Kommentar zum Umfrageschock für die SPD Tief unten

Meinung · Die SPD kann für sich in Anspruch nehmen, dass sie diese Legislaturperiode der großen Koalition tatsächlich sozialdemokratisch geprägt hat. Nur werden die Ergebnisse von den Wählern nicht honoriert, kommentiert GA-Redakteur Holger Möhle.

 Das Rednerpult von SPD-Kanzlerkandidat Schulz steht zum Verpacken bereit.

Das Rednerpult von SPD-Kanzlerkandidat Schulz steht zum Verpacken bereit.

Foto: dpa

Martin Schulz: 100 Prozent, SPD: 20 Prozent. Eine Medaille, zwei Seiten. Politik ist auch ein Ergebnisgeschäft, manchmal ein gnadenloses. Jener Martin Schulz, den ein euphorisierter Bundesparteitag am 19. März mit 100 Prozent zum 16.

SPD-Vorsitzenden der Nachkriegsgeschichte wählte, hat in diesen Septembertagen ein wenig romantisches Rendezvous mit der Realität. Genau jener Schulz, der nach Ankündigung seiner Kanzlerkandidatur die SPD über die 30-Prozent-Umfragemarke hievte und die Genossen wieder vom Einzug ins Kanzleramt träumen ließ, zieht beim Wahlvolk nicht mehr.

Was ist los? Was ist passiert? Nichts. Vielleicht ist es gerade das. In Deutschland fehlt jene Wechselstimmung, die Helmut Kohl 1998 aus dem Amt gefegt hat. Die Menschen sind in ihrer Mehrheit der seit zwölf Jahren regierenden Bundeskanzlerin Angela Merkel (noch) nicht überdrüssig. Und: Sie hat angekündigt, die vollen vier Jahre weiter zu machen, wenn sie eine Mehrheit erhält. Zur Zeit nach 2021 hat sie nichts gesagt. Typisch Merkel.

Schulz jedenfalls rennt und kämpft und rackert sich ab. Durchgeschwitzte Hemden und der Versuch, mit Diesel, Abrüstung, Europa, sicheren Renten und gerechten Löhnen in die Offensive zu kommen. Doch die Botschaften wollen einfach nicht wirken. Noch zwölf Städte, dann beendet der SPD-Kanzlerkandidat am kommenden Samstagmittag mit einem Auftritt in Aachen seine aufreibende Wahlkampftour durch die Republik.

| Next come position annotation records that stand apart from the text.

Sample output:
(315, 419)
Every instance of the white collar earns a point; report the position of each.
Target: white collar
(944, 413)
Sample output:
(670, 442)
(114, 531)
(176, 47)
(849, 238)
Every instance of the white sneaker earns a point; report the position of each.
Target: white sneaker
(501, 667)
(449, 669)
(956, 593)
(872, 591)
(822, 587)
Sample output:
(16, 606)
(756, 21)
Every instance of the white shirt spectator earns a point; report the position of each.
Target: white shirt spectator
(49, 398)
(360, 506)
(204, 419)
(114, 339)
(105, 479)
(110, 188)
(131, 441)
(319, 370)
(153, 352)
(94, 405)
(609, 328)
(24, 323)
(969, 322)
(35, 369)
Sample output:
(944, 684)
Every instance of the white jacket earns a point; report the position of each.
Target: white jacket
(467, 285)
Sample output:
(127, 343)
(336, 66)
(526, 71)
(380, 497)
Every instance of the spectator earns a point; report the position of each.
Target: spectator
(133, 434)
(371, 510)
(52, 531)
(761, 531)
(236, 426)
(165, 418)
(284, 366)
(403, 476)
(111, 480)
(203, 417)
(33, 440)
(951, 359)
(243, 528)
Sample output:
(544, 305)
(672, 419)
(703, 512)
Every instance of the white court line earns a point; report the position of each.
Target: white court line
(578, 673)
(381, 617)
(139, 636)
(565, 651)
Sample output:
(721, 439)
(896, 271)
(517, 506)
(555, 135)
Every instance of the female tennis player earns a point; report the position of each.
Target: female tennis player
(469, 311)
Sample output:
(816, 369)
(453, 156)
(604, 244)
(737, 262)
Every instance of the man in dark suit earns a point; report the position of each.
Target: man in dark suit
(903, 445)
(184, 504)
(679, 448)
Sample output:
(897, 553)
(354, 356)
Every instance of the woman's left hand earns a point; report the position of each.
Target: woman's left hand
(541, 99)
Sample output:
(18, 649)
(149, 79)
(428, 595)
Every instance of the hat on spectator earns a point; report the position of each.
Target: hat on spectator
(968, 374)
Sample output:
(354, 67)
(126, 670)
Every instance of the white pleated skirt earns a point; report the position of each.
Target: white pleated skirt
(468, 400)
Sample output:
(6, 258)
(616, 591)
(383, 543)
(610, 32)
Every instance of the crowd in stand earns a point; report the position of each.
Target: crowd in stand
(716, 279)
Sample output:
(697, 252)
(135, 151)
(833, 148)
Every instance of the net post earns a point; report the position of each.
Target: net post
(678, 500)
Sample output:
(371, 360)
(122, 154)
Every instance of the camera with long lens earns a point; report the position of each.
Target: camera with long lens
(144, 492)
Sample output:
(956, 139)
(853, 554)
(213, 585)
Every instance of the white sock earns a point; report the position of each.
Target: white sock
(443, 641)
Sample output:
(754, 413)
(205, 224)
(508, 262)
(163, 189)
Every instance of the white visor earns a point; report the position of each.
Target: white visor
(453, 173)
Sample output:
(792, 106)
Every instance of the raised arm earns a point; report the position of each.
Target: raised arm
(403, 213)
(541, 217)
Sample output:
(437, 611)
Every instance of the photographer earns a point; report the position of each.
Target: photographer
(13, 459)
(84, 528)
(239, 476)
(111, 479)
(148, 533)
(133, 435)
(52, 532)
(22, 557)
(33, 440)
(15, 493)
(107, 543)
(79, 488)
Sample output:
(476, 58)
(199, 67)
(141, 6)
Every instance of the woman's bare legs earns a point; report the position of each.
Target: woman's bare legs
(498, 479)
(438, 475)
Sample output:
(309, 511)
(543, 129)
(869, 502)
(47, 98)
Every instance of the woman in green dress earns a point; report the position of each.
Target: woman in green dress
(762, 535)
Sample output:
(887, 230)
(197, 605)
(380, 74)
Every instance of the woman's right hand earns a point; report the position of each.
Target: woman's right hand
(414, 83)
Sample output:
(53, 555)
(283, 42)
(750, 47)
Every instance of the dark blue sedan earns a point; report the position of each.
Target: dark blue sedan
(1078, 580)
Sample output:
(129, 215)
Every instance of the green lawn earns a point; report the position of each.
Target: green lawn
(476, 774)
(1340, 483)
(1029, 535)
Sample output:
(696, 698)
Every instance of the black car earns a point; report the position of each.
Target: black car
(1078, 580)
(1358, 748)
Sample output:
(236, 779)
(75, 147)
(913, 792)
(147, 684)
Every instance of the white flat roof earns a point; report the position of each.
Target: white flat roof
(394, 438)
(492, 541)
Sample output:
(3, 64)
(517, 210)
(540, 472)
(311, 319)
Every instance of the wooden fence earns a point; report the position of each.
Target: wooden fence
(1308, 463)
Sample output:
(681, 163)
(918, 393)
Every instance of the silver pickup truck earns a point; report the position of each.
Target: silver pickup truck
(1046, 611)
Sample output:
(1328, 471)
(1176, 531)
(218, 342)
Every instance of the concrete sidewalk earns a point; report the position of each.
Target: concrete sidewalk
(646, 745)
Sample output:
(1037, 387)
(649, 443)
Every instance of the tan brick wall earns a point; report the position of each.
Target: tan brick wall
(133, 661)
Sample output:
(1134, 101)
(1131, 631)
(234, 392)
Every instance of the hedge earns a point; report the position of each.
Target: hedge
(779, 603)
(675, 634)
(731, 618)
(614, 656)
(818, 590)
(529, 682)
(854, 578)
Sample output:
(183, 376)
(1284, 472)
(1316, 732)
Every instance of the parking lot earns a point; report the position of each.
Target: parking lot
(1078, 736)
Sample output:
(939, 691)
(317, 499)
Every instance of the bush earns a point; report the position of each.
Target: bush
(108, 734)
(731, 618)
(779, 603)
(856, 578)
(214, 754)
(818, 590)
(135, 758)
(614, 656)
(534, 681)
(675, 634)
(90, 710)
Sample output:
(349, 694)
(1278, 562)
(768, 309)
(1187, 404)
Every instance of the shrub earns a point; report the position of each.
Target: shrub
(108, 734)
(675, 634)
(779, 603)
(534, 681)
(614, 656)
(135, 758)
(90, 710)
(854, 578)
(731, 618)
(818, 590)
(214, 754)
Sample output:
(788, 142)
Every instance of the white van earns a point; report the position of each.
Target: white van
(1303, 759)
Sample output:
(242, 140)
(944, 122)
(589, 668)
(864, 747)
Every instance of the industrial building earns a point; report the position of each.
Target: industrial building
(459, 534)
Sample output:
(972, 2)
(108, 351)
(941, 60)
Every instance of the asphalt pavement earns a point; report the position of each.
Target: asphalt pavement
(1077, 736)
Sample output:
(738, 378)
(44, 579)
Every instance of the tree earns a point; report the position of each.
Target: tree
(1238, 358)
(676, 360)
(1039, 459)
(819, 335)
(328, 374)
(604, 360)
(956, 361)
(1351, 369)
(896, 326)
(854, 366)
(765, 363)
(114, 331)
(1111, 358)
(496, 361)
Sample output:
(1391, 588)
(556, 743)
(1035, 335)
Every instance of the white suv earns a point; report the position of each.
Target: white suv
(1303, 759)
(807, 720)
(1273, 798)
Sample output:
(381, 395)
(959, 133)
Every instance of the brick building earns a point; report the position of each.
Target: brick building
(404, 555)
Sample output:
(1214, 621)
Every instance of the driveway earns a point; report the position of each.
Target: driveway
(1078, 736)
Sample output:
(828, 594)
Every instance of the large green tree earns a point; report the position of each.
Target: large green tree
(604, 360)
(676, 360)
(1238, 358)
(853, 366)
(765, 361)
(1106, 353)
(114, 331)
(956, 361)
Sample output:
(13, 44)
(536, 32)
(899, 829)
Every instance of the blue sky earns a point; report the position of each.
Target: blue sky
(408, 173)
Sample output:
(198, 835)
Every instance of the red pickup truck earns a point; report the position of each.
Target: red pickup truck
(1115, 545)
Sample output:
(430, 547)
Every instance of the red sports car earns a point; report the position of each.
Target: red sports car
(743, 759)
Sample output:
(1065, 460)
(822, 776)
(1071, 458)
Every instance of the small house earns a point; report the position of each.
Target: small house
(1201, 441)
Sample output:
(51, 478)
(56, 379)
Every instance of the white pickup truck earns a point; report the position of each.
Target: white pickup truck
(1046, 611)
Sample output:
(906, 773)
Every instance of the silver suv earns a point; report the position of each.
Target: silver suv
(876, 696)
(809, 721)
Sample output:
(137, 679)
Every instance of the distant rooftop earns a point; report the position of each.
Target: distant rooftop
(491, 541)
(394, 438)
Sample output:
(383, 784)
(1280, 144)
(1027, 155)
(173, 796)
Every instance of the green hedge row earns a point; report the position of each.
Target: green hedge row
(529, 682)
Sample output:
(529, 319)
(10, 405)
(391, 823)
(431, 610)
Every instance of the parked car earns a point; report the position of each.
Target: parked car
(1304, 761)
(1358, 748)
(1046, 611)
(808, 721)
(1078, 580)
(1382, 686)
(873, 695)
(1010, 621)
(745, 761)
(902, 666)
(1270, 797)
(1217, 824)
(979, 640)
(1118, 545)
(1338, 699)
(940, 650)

Schulz hat alles gegeben. Nach dem derzeitigen Stand sieht es so aus: Es wird nicht genug sein. Eine jüngste Umfrage schockt die SPD mit 20 Prozent. Tiefer geht es für eine Volkspartei kaum mehr. Dagegen fühlen sich die 23 Prozent, die tags danach für die Sozialdemokratie gemeldet werden, beinahe schon so an, als habe ein Antibiotikum gewirkt.

Die SPD kann für sich in Anspruch nehmen, dass sie diese Legislaturperiode der großen Koalition tatsächlich sozialdemokratisch geprägt hat. Nur werden die Ergebnisse, die die SPD mit Mindestlohn, Rente mit 63, Frauenquote in Dax-Konzernen oder Mietpreisbremse in Koalitionsverhandlungen durchgesetzt hat, von den Wählern nicht honoriert.

Merkel steht für Stabilität und Sicherheit. Dagegen scheint kein Schulz gewachsen. Ob er die SPD und sich in eine nächste Auflage der großen Koalition retten kann, ist offen. Und es ist auch die Frage, ob man der SPD dies wünschen soll. Schlägt die traditionsreiche Sozialdemokratie am Wahlsonntag tatsächlich hart unterhalb der 23-Prozent-Marke auf, dürfte in der Partei kaum ein Stein auf dem anderen bleiben. Ein solches Ergebnis müsste unweigerlich einen Generationswechsel an der SPD-Spitze zur Folge haben. Schulz wäre dann Geschichte, Sigmar Gabriel auch. Gabriel war 2009 der Trümmermann für den Wiederaufbau der Partei. Und 2017? Vielleicht brauchen sie eine Frau – gegen Merkel.